Separatist Tskhinvali and Moscow began construction on backup power line
Moscow and separatist Tskhinvali opened a new 110 kV backup power connection to assure uninterrupted electrical delivery to the occupied Tskhinvali Region/South Ossetia.
Under better conditions, the four-kilometre backup power line will be linked to the Tskhinvali region's energy system, travelling via the Caucasus highlands, commencing at the recently restored Severnyy Portal station in Russia.
Until the region obtained Russian energy via the Severnyy Portal-Java overhead 110 kV line that ran across the high Caucasus mountains, it was vulnerable to regular wintertime accidents that frequently left the region without power for days.
The electricity line was officially launched on November 26 at the Severnyy Portal power station on the northern side of the Roki tunnel, about two kilometres from the Russian-Georgian border at 2,000 meters above sea level.

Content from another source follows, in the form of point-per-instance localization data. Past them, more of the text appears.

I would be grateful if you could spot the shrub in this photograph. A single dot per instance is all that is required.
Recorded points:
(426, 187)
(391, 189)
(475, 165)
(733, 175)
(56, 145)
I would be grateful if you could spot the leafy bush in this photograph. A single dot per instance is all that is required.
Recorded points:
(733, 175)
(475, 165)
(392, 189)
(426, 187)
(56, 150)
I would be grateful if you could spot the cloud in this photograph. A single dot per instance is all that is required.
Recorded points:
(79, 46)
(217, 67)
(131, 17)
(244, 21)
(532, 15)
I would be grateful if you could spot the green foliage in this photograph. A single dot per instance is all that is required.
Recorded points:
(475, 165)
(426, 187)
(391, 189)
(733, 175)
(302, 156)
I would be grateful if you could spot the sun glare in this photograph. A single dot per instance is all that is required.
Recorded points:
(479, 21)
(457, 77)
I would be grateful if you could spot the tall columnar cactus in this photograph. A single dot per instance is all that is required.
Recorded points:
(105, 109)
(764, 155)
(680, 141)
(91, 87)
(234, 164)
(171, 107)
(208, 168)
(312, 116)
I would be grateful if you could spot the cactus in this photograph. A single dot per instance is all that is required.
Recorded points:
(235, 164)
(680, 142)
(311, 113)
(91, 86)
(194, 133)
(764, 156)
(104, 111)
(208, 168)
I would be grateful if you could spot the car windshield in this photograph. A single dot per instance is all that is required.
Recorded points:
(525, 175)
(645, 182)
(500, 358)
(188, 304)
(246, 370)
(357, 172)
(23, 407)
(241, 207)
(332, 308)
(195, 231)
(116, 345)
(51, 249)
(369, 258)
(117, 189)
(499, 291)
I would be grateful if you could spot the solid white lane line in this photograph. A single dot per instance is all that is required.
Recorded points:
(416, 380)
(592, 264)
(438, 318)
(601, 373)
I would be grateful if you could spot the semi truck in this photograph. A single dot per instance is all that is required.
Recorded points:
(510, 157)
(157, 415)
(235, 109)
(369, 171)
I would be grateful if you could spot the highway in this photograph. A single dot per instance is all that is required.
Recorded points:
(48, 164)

Rashid Nurgaliyev, Deputy Secretary of the Russian Security Council, Igor Maslov, Head of the Russian President's Office for Interregional and Cultural Relations with Foreign Countries, and Tskhinvali de-facto leader Anatoly Bibilov were among those who attended the event.
The new power line construction and the Severnyy Portal station repair were carried out under the framework of Moscow's Investment program, according to Kremlin-backed officials in Tskhinvali, at a cost of 1.3 billion rubles (USD 17 million).